Self-efficacy for hearing aids does not appear to be a robust predictor of successful hearing aid outcomes using the measures in the present study. Furthermore, the MARS-HA questionnaire may not be the most appropriate tool to measure self-efficacy for hearing aids in the early stages of the fitting process. However, positive aspects of expectations for hearing aids as well as readiness to improve hearing did predict hearing aid outcomes in terms of satisfaction and benefit from hearing aids. Hearing sensitivity was not associated with hearing aid outcomes. Further research is needed to establish how clinical assessment of nonaudiological factors, such as expectations and readiness may best be implemented into clinical practice to assess who would benefit from hearing aids.

Abbreviations
BEA=

Better ear average

BSA=

British Society of Audiology

ECHO=

Expected Consequences of Hearing aid Ownership

GHABP=

Glasgow Hearing Aid Benefit Profile

HBM=

Health Belief Model

LQ1=

The Line Question 1 (readiness)

LQ2=

The Line Question 2 (self-efficacy)

MARS-HA=

Measure of Audiologic Rehabilitation Self-efficacy for Hearing Aids

SADL=

Satisfaction with Amplification in Daily Life

TM=

Transtheoretical Model

Supplementary material available online

Acknowledgements

The authors would like to thank the Nottingham Audiology Services, in particular Rob Frost and Helen Bastow, for their organizational support, and the patients who shared their experiences and gave their time to participate in this study.
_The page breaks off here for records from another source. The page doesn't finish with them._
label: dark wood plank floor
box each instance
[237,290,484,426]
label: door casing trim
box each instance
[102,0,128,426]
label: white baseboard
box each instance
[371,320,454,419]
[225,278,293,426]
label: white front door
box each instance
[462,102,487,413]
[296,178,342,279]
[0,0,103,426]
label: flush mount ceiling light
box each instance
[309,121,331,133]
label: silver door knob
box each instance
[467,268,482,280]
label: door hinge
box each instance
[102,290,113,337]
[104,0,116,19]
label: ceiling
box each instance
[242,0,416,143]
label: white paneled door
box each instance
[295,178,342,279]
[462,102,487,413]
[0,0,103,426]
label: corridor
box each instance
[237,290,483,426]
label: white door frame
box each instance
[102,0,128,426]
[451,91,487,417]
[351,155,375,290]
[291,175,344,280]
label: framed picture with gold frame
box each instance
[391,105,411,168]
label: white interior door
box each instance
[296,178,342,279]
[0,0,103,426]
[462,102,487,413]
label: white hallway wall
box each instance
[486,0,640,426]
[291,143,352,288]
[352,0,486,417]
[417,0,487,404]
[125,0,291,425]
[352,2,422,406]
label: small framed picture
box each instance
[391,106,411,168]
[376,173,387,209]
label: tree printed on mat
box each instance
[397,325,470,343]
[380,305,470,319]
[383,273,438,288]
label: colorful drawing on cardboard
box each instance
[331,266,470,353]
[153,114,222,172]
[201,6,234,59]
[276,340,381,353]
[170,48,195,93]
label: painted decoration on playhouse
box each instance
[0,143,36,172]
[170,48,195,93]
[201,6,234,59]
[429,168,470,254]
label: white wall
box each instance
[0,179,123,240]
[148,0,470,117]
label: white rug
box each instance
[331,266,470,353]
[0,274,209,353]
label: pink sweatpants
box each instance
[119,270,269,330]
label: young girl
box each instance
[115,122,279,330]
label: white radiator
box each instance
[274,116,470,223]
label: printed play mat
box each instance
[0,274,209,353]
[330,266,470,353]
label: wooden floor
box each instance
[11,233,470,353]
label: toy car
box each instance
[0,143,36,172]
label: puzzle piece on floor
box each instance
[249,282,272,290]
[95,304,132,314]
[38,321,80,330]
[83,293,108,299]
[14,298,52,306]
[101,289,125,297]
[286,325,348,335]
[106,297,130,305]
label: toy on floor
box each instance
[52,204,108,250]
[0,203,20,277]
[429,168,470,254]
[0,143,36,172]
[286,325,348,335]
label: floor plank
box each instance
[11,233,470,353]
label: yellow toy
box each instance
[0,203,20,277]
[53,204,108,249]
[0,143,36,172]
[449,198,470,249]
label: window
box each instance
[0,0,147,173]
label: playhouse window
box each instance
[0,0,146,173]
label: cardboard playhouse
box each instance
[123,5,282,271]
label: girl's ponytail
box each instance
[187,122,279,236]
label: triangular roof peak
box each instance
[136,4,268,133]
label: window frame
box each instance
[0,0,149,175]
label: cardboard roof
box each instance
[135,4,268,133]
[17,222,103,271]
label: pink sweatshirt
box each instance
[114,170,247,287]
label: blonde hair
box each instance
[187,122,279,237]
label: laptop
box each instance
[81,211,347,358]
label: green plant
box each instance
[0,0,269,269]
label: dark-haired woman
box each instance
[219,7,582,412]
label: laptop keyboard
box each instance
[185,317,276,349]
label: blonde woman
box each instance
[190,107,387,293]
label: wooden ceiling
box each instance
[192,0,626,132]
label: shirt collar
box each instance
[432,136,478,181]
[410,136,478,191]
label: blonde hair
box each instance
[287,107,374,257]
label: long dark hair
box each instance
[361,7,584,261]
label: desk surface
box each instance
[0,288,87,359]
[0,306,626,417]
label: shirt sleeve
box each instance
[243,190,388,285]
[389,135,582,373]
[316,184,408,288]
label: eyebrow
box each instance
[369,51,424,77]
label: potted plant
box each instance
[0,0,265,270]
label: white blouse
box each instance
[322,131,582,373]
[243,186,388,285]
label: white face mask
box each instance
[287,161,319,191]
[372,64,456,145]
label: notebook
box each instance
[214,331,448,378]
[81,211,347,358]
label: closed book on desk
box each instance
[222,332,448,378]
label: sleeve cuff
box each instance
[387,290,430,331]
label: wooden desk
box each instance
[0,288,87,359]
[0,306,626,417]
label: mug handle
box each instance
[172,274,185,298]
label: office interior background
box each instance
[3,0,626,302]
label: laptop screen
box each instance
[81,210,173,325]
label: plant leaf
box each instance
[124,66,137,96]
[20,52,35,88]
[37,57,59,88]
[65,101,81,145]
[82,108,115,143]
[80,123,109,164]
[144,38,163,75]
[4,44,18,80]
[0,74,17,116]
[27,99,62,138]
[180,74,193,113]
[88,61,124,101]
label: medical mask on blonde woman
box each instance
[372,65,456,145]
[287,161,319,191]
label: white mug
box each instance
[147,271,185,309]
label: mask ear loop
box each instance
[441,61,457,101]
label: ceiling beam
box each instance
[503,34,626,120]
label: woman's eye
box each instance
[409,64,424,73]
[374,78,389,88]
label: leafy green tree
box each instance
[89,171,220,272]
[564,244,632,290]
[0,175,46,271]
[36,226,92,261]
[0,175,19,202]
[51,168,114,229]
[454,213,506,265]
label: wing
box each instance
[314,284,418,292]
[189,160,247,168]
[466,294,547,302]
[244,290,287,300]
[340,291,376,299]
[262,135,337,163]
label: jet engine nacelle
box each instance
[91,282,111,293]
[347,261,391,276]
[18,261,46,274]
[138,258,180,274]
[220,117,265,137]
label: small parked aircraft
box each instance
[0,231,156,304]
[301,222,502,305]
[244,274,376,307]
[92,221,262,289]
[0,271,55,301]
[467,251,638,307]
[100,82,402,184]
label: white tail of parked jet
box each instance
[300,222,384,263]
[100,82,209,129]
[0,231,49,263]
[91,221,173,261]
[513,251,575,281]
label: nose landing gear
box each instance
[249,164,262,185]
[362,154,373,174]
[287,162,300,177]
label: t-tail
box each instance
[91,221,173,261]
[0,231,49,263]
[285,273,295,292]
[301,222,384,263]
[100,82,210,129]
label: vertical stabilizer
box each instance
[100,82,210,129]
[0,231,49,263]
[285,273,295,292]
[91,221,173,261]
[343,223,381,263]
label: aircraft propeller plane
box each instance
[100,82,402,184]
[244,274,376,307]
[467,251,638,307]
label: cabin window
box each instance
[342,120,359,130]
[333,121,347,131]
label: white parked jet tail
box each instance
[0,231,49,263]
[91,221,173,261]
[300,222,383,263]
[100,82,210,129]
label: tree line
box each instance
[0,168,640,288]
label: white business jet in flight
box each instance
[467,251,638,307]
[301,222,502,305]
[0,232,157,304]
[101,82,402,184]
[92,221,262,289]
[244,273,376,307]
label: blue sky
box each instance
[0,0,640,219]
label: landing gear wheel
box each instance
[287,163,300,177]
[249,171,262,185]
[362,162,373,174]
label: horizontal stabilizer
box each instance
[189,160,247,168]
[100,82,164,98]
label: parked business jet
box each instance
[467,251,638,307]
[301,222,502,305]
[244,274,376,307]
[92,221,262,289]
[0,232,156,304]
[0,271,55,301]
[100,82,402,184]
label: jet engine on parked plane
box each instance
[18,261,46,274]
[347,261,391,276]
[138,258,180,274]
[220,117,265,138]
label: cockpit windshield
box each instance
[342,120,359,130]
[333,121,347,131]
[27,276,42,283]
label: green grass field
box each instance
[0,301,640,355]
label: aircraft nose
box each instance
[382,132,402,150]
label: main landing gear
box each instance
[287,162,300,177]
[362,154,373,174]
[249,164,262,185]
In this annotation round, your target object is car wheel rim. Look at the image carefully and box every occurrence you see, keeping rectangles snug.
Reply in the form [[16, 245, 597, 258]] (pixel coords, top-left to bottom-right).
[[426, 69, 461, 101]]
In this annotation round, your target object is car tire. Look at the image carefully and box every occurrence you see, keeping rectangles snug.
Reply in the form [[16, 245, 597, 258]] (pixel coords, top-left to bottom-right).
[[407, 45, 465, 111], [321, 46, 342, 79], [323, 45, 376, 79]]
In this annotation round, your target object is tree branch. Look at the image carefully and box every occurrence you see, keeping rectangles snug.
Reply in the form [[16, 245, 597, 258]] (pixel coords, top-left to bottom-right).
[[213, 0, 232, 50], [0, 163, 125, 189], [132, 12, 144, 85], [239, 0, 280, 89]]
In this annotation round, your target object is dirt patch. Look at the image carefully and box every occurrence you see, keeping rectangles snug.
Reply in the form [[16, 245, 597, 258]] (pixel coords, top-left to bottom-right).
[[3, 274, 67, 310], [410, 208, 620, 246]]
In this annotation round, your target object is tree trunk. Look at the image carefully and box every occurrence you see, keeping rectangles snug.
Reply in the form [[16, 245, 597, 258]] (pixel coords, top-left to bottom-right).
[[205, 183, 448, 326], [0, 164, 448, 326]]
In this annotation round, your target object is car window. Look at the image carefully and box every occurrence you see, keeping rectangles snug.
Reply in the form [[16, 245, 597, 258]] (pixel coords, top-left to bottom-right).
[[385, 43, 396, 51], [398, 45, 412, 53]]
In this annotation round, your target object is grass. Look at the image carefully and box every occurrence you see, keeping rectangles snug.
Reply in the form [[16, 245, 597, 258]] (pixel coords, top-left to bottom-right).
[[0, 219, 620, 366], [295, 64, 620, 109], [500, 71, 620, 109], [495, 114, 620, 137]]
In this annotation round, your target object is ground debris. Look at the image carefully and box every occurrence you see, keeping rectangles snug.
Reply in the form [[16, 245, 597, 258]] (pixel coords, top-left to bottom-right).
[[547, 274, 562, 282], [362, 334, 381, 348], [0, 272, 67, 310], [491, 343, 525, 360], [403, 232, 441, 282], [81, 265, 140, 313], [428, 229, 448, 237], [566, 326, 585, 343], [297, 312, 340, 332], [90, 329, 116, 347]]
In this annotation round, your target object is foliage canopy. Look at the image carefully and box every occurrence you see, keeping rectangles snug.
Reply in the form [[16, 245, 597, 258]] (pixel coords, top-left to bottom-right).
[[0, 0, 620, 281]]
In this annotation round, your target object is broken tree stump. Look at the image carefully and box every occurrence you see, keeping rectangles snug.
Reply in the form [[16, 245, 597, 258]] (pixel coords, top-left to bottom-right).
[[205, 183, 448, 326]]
This study was completed as part of the degree for MSc Clinical Science (Neurosensory Sciences) at University of Manchester.

Declaration of interest

This paper presents independent research funded by the National Institute for Health Research (NIHR) Biomedical Research Unit Programme. The views expressed are those of the authors and not necessarily those of the NHS, the NIHR or the Department of Health. The authors report no conflict of interest.